Use of Oblique RGB Imagery and Apparent Surface Area of Plants for Early Estimation of Above-Ground Corn Biomass

Abstract

Estimating above-ground biomass in the context of fertilization management requires the monitoring of crops at early stages. Conventional remote sensing techniques make use of vegetation indices such as the normalized difference vegetation index (NDVI), but they do not exploit the high spatial resolution (ground sampling distance < 5 mm) now achievable with the introduction of unmanned aerial vehicles (UAVs) in agriculture. The aim of this study was to compare image mosaics to single images for the estimation of corn biomass and the influence of viewing angles in this estimation. Nadir imagery was captured by a high spatial resolution camera mounted on a UAV to generate orthomosaics of corn plots at different growth stages (from V2 to V7). Nadir and oblique images (30° and 45° with respect to the vertical) were also acquired from a zip line platform and processed as single images. Image segmentation was performed using the difference color index Excess Green-Excess Red, allowing for the discrimination between vegetation and background pixels. The apparent surface area of plants was then extracted and compared to biomass measured in situ. An asymptotic total least squares regression was performed and showed a strong relationship between the apparent surface area of plants and both dry and fresh biomass. Mosaics tended to underestimate the apparent surface area in comparison to single images because of radiometric degradation. It is therefore conceivable to process only single images instead of investing time and effort in acquiring and processing data for orthomosaic generation.

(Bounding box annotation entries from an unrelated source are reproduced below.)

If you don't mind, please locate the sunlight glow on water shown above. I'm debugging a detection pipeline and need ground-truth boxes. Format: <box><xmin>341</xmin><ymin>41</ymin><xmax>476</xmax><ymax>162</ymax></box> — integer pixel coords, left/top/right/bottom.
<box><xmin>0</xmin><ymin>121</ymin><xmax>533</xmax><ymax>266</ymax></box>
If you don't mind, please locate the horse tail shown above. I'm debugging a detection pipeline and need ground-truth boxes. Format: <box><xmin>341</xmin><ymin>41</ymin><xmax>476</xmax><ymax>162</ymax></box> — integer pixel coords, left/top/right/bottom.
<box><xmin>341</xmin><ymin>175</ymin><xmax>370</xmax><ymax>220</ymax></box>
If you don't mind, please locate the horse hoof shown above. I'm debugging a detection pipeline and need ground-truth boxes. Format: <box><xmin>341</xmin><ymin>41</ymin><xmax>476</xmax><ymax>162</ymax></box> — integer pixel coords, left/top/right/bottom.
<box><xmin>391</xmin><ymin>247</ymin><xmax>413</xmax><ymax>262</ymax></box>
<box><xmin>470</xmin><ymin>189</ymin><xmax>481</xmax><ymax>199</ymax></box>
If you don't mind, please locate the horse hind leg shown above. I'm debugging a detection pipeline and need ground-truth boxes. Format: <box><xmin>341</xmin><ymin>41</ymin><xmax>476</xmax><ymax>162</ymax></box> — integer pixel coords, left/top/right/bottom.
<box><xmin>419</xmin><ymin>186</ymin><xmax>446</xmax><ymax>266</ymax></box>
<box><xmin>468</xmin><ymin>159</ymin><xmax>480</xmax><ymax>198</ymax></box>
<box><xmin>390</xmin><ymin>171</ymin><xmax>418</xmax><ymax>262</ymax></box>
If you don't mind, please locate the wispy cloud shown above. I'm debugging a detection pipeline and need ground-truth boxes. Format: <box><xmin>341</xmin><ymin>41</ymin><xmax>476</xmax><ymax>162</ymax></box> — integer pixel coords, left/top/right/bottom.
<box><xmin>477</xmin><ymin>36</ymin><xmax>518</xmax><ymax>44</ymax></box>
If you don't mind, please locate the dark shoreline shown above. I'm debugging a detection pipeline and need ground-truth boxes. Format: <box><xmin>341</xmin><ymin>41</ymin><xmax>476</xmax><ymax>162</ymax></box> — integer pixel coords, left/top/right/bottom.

When comparing oblique photography, an angle of 30° yielded the best results in estimating corn biomass, with a low residual standard error of orthogonal distance (RSEOD = 0.031 for fresh biomass, RSEOD = 0.034 for dry biomass). Since oblique imagery provides more flexibility in data acquisition with fewer constraints on logistics, this approach might be an efficient way to monitor crop biomass at early stages.